Regarding B3 capital requirements, systemically large banks are not constrained by capital requirements. An example of this is the Barclays-Qatari loan-for-shares agreement in 2008. As a systemically large bank has the legal authority to manipulate its own balance sheet as it sees fit--a bank which creates assets is bound by its ability to convince a borrower to purchase bank shares, which can generate infinite equity, this is just one example of the non-constraint of so-called capital 'requirements'. 

Edit: You have argued that as the USD supply contracts, banks will repatriate USD_reserves from the Foreign CB Fed Reserve account because of inflation in a foreign country? Can you elaborate on this point, given that you are fundamentally describing deflation, which is the basis for the contagion in the first place?

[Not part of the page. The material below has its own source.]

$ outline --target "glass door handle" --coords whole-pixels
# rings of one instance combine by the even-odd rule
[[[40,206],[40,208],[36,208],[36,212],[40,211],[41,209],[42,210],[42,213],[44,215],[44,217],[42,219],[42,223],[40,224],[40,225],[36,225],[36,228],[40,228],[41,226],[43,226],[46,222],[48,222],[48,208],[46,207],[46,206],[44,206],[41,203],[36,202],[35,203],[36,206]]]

Furthermore, you have suggested banks will behave in the following way: either as their assets contract, or their access to USD_reserves in the wholesale market is restricted, that these banks will purchase a non-regulated, speculative, volatile asset of fixed supply as a store of value during a deflation, is that correct? Why would banks make such a choice?

Finally, you suggest that a fixed quantity supply settlement system, such as the gold standard, is superior to an elastic supply settlement system, despite the fact that the elastic supply system was the solution to problems associated with the gold standard. Can you elaborate on how fixed supply settlement systems are superior to elastic supply systems?